This is reprehensible. When I saw that the Supreme Court voted 8-1 on this, I was flabbergasted. The only dissenting Justice was Alito (certainly not the one I would have thought). How on earth can showing video of animals being murdered be protected? How is it Free Speech to kill an animal and tape it?
The law that was struck down said this:
(a) Creation, Sale, or Possession. — Whoever knowingly creates, sells, or possesses a depiction of animal cruelty with the intention of placing that depiction in interstate or foreign commerce for commercial gain, shall be fined under this title or imprisoned not more than 5 years, or both.
(b) Exception. — Subsection (a) does not apply to any depiction that has serious religious, political, scientific, educational, journalistic, historical, or artistic value.

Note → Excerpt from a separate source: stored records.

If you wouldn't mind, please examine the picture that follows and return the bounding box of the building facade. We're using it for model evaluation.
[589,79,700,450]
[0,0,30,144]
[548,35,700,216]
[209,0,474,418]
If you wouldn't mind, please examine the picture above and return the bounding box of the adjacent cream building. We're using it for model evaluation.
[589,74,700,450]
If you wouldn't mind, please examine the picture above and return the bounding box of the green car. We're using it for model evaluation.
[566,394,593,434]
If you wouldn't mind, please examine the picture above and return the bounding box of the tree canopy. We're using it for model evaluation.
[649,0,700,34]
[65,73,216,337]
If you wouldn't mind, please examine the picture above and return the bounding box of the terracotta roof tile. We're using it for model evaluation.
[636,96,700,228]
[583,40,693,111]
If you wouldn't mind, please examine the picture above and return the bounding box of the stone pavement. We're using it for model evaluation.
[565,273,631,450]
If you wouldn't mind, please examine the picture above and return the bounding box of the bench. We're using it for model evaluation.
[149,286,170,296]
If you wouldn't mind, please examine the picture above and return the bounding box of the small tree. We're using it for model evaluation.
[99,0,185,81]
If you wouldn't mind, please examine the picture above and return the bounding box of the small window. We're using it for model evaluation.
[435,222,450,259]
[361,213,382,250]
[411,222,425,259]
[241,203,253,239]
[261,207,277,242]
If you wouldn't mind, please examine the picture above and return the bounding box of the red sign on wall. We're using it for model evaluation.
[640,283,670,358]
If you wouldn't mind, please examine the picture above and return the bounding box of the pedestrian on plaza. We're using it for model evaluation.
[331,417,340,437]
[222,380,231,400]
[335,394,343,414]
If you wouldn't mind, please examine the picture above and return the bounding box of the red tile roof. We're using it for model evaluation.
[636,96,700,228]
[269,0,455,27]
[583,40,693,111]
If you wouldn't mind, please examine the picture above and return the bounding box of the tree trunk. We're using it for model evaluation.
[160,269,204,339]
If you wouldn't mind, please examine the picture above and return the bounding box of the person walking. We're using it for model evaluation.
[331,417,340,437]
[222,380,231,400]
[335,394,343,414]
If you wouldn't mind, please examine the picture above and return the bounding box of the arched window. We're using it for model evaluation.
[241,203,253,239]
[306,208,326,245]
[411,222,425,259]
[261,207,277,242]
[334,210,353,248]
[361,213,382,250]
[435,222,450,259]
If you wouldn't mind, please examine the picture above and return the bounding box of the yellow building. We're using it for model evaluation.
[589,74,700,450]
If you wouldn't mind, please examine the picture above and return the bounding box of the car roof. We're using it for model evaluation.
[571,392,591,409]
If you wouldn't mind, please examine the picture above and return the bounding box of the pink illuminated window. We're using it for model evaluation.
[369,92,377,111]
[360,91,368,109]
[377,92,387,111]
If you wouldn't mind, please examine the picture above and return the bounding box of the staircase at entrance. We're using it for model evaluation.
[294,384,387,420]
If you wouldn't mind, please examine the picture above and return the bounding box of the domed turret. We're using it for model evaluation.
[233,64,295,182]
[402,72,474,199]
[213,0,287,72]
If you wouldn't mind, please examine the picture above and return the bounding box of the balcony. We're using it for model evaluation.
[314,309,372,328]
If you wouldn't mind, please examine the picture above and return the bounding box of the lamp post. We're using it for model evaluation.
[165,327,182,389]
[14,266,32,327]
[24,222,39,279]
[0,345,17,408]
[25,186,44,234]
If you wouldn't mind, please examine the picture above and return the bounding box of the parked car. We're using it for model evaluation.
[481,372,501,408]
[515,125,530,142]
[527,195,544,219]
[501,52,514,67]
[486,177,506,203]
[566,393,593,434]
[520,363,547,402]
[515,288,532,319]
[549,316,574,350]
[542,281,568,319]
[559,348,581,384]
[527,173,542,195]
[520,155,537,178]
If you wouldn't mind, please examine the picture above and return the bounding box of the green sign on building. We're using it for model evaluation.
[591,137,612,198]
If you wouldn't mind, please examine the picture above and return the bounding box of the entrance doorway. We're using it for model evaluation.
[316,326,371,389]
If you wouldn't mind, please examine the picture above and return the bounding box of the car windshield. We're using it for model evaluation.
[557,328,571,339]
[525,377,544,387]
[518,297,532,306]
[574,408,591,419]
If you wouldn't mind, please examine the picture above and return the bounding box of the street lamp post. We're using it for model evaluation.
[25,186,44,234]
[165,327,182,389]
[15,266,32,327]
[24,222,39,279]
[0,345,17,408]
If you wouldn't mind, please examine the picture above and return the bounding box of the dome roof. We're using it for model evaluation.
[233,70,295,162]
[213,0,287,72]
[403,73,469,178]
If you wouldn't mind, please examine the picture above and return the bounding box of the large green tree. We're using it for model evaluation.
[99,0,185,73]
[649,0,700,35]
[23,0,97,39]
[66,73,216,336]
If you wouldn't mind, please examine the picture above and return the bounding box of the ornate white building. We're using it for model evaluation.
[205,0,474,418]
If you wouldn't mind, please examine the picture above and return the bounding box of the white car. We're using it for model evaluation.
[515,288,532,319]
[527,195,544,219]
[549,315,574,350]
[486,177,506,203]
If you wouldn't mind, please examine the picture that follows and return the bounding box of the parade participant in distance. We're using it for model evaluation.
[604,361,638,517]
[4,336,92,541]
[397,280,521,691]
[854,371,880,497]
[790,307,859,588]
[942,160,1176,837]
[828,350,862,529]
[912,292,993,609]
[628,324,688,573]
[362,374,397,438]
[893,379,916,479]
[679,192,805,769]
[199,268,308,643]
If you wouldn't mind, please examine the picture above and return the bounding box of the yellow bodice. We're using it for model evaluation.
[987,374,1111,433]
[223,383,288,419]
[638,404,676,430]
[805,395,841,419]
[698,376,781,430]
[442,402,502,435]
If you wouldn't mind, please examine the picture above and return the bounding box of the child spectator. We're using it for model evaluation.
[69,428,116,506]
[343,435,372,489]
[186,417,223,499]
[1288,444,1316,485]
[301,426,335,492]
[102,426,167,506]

(c)(1) Definitions. — In this section the term "depiction of animal cruelty" means any visual or auditory depiction, including any photograph, motion-picture film, video recording, electronic image, or sound recording of conduct in which a living animal is intentionally maimed, mutilated, tortured, wounded, or killed, if such conduct is illegal under Federal law or the law of the State in which the creation, sale, or possession takes place, regardless of whether the maiming, mutilation, torture, wounding, or killing took place in the State.
So I looked for the opinions and found this...
The crux of the majority's rationale for striking down the law provides the very reason why they should have upheld it: When we have identified categories of speech as fully outside the protection of the First Amendment, it has not been on the basis of a simple cost-benefit analysis. In Ferber, for example, we classified child pornography as such a category. We noted that the State of New York had a compelling interest in protecting children from abuse, and that the value of using children in these works (as opposed to simulated conduct or adult actors) was de minimis. But our decision did not rest on this "balance of competing interests" alone. We made clear that Ferber presented a special case: The market for child pornography was "intrinsically related" to the underlying abuse, and was therefore "an integral part of the production of such materials, an activity illegal throughout the Nation." As we noted, "‘[i]t rarely has been suggested that the constitutional freedom for speech and press extends its immunity to speech or writing used as an integral part of conduct in violation of a valid criminal statute.’"
Prohibiting commercial sale of animal torture videos directly impacts the market for the depicted activity itself, just as it does with child pornography. The Court's rationale for outlawing both commercial and non-commercial distribution of child pornography applies at least as well to the commercial distribution of animal torture videos.
This bald oversight is incomprehensible, and yet eight Supreme Court Justices have utterly failed to uphold justice. There are no words.